A taxa de analfabetismo é de 6,3%. Em termos de escolaridade, 40,6% dos entrevistados têm ensino fundamental incompleto, outros 35% têm ensino médio completo e somente 2,6% têm ensino superior completo. Em relação ao trabalho, são 56,7% de ocupados e 43,3% de não ocupados. Quase a metade (49,6%) tem renda mensal de 1.500 a 2.500 reais, outros 25,9% ganham até mil reais e 24,5% recebem 3 mil reais ou mais.
Nesta segunda-feira, junto aos resultados do projeto “Construindo Pontes”, a Redes da Maré lança a primeira Semana de Saúde Mental – Rema Maré. O evento, que passa a ser realizado anualmente, ocorre de 23 a 28 de agosto e leva diversas atividades culturais, debates e intervenções a todas as favelas que compõem o Complexo. Uma das ações é a distribuição do Guia de Saúde Mental da Maré, com orientações básicas aos moradores sobre o que fazer diante do sofrimento mental disseminado na comunidade. O Guia também será encartado no jornal Maré de Notícias e disponibilizado em locais estratégicos, como as unidades de saúde.
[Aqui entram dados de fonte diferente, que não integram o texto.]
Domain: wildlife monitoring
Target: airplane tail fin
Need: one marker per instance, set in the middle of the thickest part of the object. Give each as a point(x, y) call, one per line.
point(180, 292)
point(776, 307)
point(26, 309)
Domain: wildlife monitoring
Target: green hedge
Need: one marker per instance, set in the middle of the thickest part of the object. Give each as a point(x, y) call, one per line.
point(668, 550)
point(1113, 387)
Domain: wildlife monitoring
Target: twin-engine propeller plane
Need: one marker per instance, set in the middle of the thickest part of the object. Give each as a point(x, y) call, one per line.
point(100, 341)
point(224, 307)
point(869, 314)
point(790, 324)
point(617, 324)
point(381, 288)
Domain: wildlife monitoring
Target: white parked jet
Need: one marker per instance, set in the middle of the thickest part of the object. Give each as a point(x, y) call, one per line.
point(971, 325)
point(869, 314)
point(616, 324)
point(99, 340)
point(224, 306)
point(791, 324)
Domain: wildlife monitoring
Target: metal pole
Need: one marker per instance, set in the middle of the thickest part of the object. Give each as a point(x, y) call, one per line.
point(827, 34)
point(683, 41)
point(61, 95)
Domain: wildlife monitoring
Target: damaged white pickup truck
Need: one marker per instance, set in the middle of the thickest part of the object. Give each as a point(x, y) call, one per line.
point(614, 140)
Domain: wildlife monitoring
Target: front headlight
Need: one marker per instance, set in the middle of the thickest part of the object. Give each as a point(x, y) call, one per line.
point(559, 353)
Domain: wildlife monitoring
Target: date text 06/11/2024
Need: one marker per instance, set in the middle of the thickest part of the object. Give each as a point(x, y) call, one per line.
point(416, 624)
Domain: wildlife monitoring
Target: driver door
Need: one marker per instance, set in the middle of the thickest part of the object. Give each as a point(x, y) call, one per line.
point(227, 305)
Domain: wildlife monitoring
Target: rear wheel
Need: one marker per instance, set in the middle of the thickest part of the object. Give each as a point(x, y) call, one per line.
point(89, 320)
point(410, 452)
Entre as atividades, estão as intervenções musical e teatral dos jovens artistas do grupo Becos; a produção de um mural de azulejos a partir de oficina com moradores; faixas na Avenida Brasil e lambes nas favelas com trechos de poemas dos artistas e dados da pesquisa; bike som pelas ruas da Maré tocando o álbum Satélite, de Rafael Rocha, composto durante o processo criativo de Becos; distribuição do Guia de Saúde Mental, entre outros. “A importância da campanha é pautar esse assunto, é introduzir esse tema com um viés mais educacional. Fazer com que a gente se abra mais para conversar sobre isso é um dos caminhos para que a gente comece os processos de cuidado e tratamento”, concluiu Oliveira.